Re: [PATCH 1b/6] Add __attribute__((untrusted))

2022-01-06 Thread Martin Sebor via Gcc-patches

On 1/6/22 8:10 AM, David Malcolm wrote:

On Thu, 2021-12-09 at 15:54 -0700, Martin Sebor wrote:

On 11/13/21 1:37 PM, David Malcolm via Gcc-patches wrote:

This patch adds a new:

    __attribute__((untrusted))

for use by the C front-end, intended for use by the Linux kernel for
use with "__user", but which could be used by other operating system
kernels, and potentialy by other projects.


It looks like untrusted is a type attribute (rather than one
that applies to variables and/or function return values or
writeable by-reference arguments).  I find that quite surprising.


FWIW I initially tried implementing it on pointer types, but doing it
on the underlying type was much cleaner.


   I'm used to thinking of trusted vs tainted as dynamic properties
of data so I'm having trouble deciding what to think about
the attribute applying to types.  Can you explain why it's
useful on types?


A type system *is* a way of detecting problems involving dynamic
properties of data.  Ultimately all we have at runtime is a collection
of bits; the toolchain has the concept of types as a way to allow us to
reason about properies of those bits without requiring a full cross-TU
analysis (to try to figure out that e.g. x is, say, a 32 bit unsigned
integer), and to document these properties clearly to human readers of
the code.


I understand that relying on the type system is a way to do it.
It just doesn't seem like a very good way in a loosely typed
language like C (or C++).



I see this as working like a qualifier (rather like "const" and
"volatile"), in that an
   untrusted char *
when dereferenced gives you an
   untrusted char


Dereferencing a const char* yields a const char lvalue that
implicitly converts to an unqualified value of the referenced
object.  The qualifier is lost in the conversion, so modeling
taint/trust this way will also lose the property in the same
contexts.  It sounds to me like the concept you're modeling
might be more akin to a type specifier (maybe like _Atomic,
although that still converts to the underlying type).

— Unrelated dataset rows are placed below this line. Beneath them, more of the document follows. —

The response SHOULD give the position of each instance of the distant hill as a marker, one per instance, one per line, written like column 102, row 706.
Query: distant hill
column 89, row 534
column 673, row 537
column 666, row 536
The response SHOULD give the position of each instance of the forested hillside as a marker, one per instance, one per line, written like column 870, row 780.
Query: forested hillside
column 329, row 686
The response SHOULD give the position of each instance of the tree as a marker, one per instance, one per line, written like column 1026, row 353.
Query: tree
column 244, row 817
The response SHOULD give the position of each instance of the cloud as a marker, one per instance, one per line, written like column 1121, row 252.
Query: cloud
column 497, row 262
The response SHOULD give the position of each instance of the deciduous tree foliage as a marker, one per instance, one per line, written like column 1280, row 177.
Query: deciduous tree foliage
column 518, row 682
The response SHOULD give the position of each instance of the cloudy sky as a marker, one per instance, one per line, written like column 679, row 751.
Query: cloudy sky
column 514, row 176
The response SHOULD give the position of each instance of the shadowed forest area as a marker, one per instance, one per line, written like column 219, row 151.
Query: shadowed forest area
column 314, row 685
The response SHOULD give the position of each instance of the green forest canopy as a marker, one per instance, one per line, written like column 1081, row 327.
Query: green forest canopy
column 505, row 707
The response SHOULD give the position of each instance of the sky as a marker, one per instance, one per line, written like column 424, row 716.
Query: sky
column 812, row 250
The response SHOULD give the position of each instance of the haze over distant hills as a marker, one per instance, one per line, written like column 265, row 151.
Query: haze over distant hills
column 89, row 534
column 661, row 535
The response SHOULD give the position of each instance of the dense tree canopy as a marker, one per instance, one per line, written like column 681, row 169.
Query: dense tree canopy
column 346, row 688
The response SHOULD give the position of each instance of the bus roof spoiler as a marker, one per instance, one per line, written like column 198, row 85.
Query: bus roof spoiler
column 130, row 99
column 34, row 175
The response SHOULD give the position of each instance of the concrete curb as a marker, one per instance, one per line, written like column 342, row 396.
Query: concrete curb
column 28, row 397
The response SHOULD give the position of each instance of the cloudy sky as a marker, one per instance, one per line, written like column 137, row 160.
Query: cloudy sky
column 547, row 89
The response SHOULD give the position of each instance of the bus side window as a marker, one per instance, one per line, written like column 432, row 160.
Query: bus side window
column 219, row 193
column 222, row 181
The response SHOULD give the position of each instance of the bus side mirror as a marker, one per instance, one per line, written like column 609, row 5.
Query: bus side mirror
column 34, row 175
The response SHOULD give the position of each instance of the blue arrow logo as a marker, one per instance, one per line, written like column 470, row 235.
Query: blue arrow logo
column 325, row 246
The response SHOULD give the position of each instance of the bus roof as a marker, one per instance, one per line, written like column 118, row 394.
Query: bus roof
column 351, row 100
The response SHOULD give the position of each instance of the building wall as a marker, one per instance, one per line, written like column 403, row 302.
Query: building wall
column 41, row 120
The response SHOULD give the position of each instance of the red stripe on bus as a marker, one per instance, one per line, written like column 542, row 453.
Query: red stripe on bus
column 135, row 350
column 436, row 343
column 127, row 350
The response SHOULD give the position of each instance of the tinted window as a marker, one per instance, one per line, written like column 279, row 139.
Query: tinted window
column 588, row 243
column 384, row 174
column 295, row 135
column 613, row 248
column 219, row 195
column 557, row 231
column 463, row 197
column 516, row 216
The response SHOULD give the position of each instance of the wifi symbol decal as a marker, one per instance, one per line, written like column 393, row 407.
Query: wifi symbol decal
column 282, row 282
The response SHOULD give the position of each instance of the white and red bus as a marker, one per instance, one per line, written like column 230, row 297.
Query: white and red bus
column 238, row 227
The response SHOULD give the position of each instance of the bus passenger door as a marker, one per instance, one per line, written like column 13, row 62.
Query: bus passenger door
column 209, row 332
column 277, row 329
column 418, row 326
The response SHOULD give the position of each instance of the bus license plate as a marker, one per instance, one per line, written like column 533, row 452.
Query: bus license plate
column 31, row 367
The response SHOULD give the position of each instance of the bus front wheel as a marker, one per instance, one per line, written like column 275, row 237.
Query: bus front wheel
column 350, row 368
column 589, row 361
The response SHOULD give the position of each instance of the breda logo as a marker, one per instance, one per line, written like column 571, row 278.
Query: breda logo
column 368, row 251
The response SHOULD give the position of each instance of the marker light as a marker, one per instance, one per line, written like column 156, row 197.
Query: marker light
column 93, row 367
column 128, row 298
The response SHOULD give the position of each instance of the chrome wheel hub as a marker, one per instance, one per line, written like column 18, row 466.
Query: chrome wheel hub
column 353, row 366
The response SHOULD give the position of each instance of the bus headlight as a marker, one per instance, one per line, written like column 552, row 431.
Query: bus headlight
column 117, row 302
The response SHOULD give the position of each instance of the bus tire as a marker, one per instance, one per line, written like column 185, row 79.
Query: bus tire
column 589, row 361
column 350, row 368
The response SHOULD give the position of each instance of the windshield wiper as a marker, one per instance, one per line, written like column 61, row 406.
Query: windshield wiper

The intent is to have a way of treating the values as "actively
hostile", so that code analyzers can assume the worst possible values
for such types (or more glibly, that we're dealing with data from Satan
rather than from Murphy).

Such types are also relevant to infoleaks: writing sensitive
information to an untrusted value can be detected relatively easily
with this approach, by checking the type of the value - the types
express the trust boundary

Doing this with qualifiers allows us to use the C type system to detect
these kinds of issues without having to add a full cross-TU
interprocedural analysis, and documents it to human readers of the
code.   Compare with const-correctness; we can have an analogous
"trust-correctness".


The problem with const-correctness in C is that it's so easily
lost (like with strchr, or in the lvalue-rvalue conversion).
This is also why I'm skeptical of the type-based approach here.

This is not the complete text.